Ammar merasa bosan dengan obrolan di sekitarnya dia merasa malas untuk mendengarkan.
Drrtttt....drrtt....drrtttt .....
Seketika Ammar menatap ponselnya
John calling.....
"Maaf saya permisi dulu mau mengangkat telpon" Ammar langsung keluar menuju taman rumahnya.
"Anak itu tidak bisa membagi waktu mana kerjaan dan mana keluarga" protes Robert kesal pada Ammar.
"Sudahlah yah yang penting Ammar sudah bertemu dengan Dinda benarkan nak?" Sahut Salma.
Dinda hanya mengangguk perkataan Salma. "Tante apa boleh saya menyusul Ammar?" ucap Dinda.
"Oh, boleh silahkan mungkin dia ada di taman samping rumah kau bisa ke sana nak" sahut Sarah.
"Makasih Tante"
Dinda beranjak keluar untuk menyusul Ammar namun belum sampai dia di pintu Ammar sudah kembali masuk membuat Dinda menjadi gugup karena ditatap dingin oleh Ammar.
"Bu, aku mau keluar dan mungkin tak pulang aku ada urusan mendadak" seru Ammar langsung keluar tanpa menunggu lama dia melajukan mobilnya ke rumah sakit tempat di mana Ayana dirawat.
John memberitahukan jika wanita tersebut sudah sadarkan diri.
"Anak itu tak tahu sopan" Robert
menggerutu kesal pada Ammar.
"Sudahlah yah, bagaimanapun dia sudah dewasa tak baik mengaturnya"
"Bram, bagaimana jika pertunangan Ammar dan Dinda kita percepat?" Usul Robert.
"Usul yang bagus, Dinda apa kau bersedia?" Tanya Bram pada Dinda.
"Saya bersedia Om Tante" Dinda tersipu merona. Bram dan Sarah nampak bahagia namun tidak dengan Salma, dia memikirkan anaknya Ammar.

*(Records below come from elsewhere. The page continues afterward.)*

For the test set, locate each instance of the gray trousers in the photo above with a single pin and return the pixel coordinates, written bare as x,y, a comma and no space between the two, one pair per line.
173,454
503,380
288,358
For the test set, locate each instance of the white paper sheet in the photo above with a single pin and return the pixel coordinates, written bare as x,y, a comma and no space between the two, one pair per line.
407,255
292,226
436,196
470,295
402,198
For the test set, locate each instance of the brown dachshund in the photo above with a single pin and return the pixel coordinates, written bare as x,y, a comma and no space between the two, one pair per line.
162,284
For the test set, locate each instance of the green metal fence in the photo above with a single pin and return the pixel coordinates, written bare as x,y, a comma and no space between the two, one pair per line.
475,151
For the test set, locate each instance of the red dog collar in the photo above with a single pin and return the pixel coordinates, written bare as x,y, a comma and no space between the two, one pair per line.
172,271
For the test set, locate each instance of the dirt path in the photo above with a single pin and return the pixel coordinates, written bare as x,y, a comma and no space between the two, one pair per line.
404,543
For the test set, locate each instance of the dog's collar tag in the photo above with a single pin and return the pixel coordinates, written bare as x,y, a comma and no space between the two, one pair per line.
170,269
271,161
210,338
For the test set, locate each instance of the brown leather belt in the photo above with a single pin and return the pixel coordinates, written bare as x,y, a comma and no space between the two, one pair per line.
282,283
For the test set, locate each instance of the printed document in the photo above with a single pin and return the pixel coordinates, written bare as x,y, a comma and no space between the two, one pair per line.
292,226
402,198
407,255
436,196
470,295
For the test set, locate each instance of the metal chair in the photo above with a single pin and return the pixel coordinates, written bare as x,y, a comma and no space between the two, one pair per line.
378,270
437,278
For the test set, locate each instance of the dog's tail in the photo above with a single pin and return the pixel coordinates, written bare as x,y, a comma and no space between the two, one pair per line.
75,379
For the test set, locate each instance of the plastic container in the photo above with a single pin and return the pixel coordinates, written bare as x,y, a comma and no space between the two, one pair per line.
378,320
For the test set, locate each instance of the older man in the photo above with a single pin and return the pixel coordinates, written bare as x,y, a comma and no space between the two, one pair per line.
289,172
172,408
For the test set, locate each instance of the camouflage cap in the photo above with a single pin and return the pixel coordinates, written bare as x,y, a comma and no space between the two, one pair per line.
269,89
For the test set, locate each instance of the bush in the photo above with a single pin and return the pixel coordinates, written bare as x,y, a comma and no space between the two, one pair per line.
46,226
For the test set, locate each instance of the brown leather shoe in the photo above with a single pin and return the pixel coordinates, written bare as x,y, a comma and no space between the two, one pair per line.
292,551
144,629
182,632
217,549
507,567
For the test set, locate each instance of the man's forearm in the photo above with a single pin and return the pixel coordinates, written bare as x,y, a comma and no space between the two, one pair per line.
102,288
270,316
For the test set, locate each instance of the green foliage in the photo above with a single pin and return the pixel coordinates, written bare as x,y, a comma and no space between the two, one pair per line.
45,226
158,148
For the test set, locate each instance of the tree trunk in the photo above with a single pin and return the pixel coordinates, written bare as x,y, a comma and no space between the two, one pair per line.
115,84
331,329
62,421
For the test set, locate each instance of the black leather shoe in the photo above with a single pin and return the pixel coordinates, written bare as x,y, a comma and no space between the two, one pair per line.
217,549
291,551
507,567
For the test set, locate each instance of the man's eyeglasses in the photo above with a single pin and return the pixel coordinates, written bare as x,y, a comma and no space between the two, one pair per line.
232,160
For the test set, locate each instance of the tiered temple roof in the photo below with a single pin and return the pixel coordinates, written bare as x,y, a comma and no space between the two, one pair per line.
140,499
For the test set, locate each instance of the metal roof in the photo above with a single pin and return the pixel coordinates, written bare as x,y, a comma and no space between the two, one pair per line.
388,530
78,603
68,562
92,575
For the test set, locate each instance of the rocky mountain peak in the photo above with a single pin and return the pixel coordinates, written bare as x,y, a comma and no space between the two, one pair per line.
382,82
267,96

Begitu sampai di rumah sakit, Ammar melangkahkan kakinya cepat menuju ruang Flamboyan tempat di mana Ayana dirawat.
Terlihat Ikhsan baru keluar dari kamar Ayana.
"Permisi apa saya boleh menjenguk Bu Ayana?" Seru Ammar.
"Kau kemari lagi, boleh silakan masuk dia sedang ngobrol dengan anaknya. Saya titip adikku sebentar ya, nanti saya akan segera kembali" permisi Ikhsan segera pergi ke kantor polisi untuk mengetahui kejadian pastinya kenapa adiknya bisa sampai kecelakaan.
Ammar masuk ke dalam kamar serba putih dan melihat pemandangan dimana dua orang sedang bercanda dengan hangatnya.
"Assalamualaikum..."
Serempak Ayana dan Aziz menoleh ke sumber suara.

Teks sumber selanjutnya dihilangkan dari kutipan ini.